Dunmarra is a roadside stop between Elliott and Daly Waters. It was in the thick thorny bulwaddy / lancewood scrub near Dunmarra that Explorer John McDouall Stuart had great difficulty in finding water. He described it as "frightful country to be lost in". Stuart led a party of 10 men and 71 horses across Australia in 1862. His efforts secured the Northern Territory as part of South Australia.

Overland Telegraph Line
The momentous occasion of joining the two ends of the Overland Telegraph Line, linking Australia with the world, occurred just south of Dunmarra in 1872.
The 3178 kms Overland Telegraph line across Australia linked Adelaide to Palmerston (Darwin), and by undersea cable to Java (Indonesia), Europe and the world. Messages could now be sent by telegraph in hours instead of weeks by ship.
The South Australian Colonial Government  seized the opportunity to build the Overland Telegraph Line. It was a massive project through the little known waterless Centre of Australia, with huge penalties for not completing  the line on time.
Charles Todd planned and supervised the project. It was completed in less than 2 years. Some 30,000 poles were erected and 11 repeater stations built. The Telegraph Line opened up the Northern Territory to settlement.

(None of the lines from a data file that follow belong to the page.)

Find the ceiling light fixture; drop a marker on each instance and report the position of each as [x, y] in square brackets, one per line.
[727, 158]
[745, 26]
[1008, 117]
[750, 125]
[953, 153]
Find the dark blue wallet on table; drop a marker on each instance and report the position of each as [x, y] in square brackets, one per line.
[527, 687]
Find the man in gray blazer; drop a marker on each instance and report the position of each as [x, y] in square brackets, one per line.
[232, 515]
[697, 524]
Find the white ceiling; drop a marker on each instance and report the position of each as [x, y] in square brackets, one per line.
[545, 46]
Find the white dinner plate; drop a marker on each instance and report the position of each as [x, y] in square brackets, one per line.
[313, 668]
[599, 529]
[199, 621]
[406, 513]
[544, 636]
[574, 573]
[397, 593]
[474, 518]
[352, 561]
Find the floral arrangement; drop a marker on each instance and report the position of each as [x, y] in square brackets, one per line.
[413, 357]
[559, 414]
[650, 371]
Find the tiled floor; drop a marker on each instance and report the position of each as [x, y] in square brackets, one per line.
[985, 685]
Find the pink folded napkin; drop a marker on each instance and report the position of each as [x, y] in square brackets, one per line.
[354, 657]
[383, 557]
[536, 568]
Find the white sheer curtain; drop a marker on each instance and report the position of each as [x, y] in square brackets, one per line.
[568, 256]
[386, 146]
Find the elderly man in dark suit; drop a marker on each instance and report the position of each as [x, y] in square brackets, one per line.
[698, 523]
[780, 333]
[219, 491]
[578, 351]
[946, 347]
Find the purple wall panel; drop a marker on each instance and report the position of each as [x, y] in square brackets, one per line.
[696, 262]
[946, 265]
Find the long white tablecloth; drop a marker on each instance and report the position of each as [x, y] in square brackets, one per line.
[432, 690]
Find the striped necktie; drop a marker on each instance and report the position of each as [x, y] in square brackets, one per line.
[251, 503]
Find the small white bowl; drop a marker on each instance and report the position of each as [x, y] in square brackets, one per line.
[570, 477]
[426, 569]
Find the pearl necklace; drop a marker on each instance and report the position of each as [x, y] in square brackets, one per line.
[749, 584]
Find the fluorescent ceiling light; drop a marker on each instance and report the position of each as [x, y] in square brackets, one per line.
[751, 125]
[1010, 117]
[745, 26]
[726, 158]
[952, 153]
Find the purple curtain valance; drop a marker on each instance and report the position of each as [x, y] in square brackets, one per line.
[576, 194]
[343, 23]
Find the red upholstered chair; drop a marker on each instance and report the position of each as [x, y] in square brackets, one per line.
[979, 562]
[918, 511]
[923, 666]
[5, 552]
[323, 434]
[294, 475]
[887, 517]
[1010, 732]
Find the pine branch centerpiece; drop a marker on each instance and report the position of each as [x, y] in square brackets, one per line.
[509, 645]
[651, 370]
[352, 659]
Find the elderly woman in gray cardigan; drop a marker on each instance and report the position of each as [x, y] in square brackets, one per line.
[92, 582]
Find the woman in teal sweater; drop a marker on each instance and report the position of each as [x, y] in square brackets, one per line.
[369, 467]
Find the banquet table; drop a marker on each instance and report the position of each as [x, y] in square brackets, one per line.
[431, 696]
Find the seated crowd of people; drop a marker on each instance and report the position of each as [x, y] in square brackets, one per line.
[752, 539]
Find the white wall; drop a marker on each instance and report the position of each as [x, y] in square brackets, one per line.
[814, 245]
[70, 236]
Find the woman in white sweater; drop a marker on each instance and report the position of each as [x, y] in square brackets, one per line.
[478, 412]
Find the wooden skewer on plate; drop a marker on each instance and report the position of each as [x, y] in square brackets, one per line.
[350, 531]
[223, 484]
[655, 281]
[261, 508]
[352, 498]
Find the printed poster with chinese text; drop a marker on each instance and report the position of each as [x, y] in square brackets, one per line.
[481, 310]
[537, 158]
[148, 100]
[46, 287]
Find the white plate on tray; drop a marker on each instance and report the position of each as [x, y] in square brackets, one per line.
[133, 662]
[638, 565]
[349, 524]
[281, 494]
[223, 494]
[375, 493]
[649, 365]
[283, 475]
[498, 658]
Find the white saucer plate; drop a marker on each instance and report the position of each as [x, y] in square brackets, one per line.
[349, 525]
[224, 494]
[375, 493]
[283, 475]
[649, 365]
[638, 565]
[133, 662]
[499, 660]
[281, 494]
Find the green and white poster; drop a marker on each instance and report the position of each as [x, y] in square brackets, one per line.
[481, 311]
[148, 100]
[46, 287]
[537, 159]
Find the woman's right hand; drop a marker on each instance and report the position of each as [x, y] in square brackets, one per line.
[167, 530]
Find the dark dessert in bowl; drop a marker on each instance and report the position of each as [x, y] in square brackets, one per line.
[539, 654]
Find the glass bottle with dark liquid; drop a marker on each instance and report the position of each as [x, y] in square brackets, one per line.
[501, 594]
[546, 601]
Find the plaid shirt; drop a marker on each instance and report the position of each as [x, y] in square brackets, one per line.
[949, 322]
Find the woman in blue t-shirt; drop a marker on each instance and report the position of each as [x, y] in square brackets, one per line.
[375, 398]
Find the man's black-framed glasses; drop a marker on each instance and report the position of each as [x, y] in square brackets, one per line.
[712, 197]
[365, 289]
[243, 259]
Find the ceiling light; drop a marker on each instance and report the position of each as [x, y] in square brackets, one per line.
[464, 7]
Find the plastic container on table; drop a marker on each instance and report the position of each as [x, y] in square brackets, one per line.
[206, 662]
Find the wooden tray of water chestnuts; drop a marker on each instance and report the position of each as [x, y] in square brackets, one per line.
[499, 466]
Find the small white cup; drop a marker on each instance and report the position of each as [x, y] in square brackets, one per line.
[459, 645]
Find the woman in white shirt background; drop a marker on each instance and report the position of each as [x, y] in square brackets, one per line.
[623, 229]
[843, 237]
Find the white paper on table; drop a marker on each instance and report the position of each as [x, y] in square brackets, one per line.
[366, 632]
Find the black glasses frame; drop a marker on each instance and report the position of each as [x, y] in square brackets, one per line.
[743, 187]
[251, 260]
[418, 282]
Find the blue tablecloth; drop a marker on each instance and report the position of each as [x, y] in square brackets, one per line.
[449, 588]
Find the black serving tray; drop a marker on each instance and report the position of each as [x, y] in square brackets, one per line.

The name Dunmarra is believed to be the Aboriginal pronounciation of Dan O'Mara, an overland telegraph linesman who was lost in the bush and perished.

Dunmarra was on the crossroads of Murranji, Barkly and North-South Stock Routes.

Drover Noel Healy established a cattle station here in the 1930s and discovered O’Mara’s skeleton in the bush. A hotel was later built.
In the 1940s, it was a welcome stop for troops on the military convoys heading north.

Little Boy Lost
In October 1993 eight year old Clinton Liebelt went missing from Dunmarra Roadhouse. He'd gone off on his motorbike to pursue his father to help find an escaped horse. He knew to "follow the sun" to get home from his adventures and to never never cross the Stuart Highway into the inhospitable country.
But on this occasion he did, sparking the biggest manhunt in the Territory.
As the search in searing heat progressed, it appeared Clinton was "following the sun" for the way home, unaware as he had crossed the highway, he was heading further away.
Hundreds joined in the search, from army volunteers and passing tourists, to footballers abandoning a match at Katherine.
All knew hours meant the difference between life and death. A make-shift camp of some 1200 people sprang up on the side of the road.
It began as a desperate search for life, but as one searingly hot day followed another, it became obvious they would now recover the body of a small boy from the wilderness. And so it was. The search ended in tragedy.
Years later the epic search has been recorded as true mateship – Australia’s national identity is alive and well. The story “The Lost Boy’ by journalist Robert Wainwright who was there at the time is available at Dunmarra Wayside Inn.